Fakat kazın ayağı tam olarak böyle değilmiş. Bizim patronlardan birinin bir başka anadolu lisesi var..Okul ful kontenjan olduğu halde onlar da bu şekilde her okuldan naklen öğrenci alıyorlar... Ve daha pek çok özel okul aynı durumda..Aynaroz Kadısı adlı Tiyatro eserindeydi sanırım o replik ’’ Haram helal ver Allah’ım, Kadı kulun yer Allah’ım ’’

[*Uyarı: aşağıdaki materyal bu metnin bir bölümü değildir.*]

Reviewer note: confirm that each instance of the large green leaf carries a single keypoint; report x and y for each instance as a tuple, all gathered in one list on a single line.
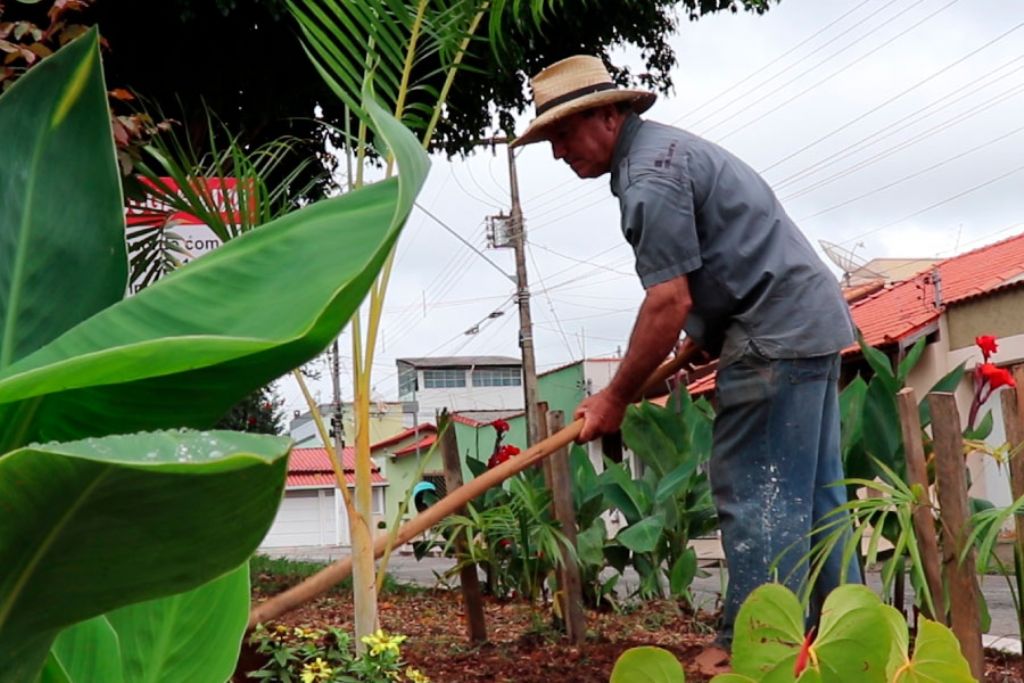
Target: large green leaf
[(882, 433), (682, 572), (642, 537), (937, 657), (193, 636), (647, 665), (852, 646), (183, 350), (61, 218), (769, 631), (86, 651), (908, 361), (656, 436), (95, 524)]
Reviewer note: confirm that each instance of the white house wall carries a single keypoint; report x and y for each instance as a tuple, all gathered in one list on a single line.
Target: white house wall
[(467, 398)]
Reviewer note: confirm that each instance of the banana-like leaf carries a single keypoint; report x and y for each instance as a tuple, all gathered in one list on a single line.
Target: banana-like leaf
[(87, 651), (95, 524), (193, 636), (182, 351), (61, 218), (647, 665)]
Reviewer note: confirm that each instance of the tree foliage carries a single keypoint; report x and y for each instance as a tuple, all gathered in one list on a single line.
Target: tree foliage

İşlerin iyice içine girince görüyorum ki ’’ Aman Allah’ım...’’ Müthiş bir sektör oluşmuş ben emeki olduğumdan beri. Bu sektörün adı : ’’ Öğrenci Pazarlama ’’ Evet resmen bir fahişenin pazarlanması misali öğrenci pazarlıyor bazı simsarlar. Bunlar kimdir, adları sanları asıl işleri nelerdir bilmiyorum ama bir şekilde dersleri zayıf olan öğrencilerin ya da çocuğunu özel bir okulda okutmak isteyenlerin veyahut Anadolu Lisesi sınavlarını kazanamamış bu yüzden de üzgün süzgün olan öğrencilerin velilerine ulaşıp onları çocuklarını gönderebilecekleri ucuz,kaliteli (!) özel okullara yönlendiriyorlar ( hatta ortada bir sebep yokken bile veliyi bir şekilde çocuğunu özel okula göndermeye ikna ediyorlar) ve bu yönlendirmelerinin neticesinde naklini alıp bir özel okula giden her öğrenci başına 1000 Tl komisyon alıyorlar o okulun patronundan. Düşünsenize bir senede 100 tane öğrenci pazarlasa al sana beleşten 100.000 kaat... Nakil vermemekte direnen okul idarcilerini ise avukatları, taaa Bakanlıkta bulunan adamları vs ile canından bezdiriyorlar. Hoş pek çok okul idarecisi dünden razı okulundaki en tembel, en disiplinsiz, en uyumsuz öğrencinin bir an önce okulunan sepet havası almasına. Ne diye elin itiyle köpeğiyle uğraşsın ki üç beş tembel, hiç bir işe yaramaz öğrenci için değil mi? Kısacası onlar da safra atıyor ve böylece çok kalabalık öğrenci sayılarını azaltmış oluyorlardı.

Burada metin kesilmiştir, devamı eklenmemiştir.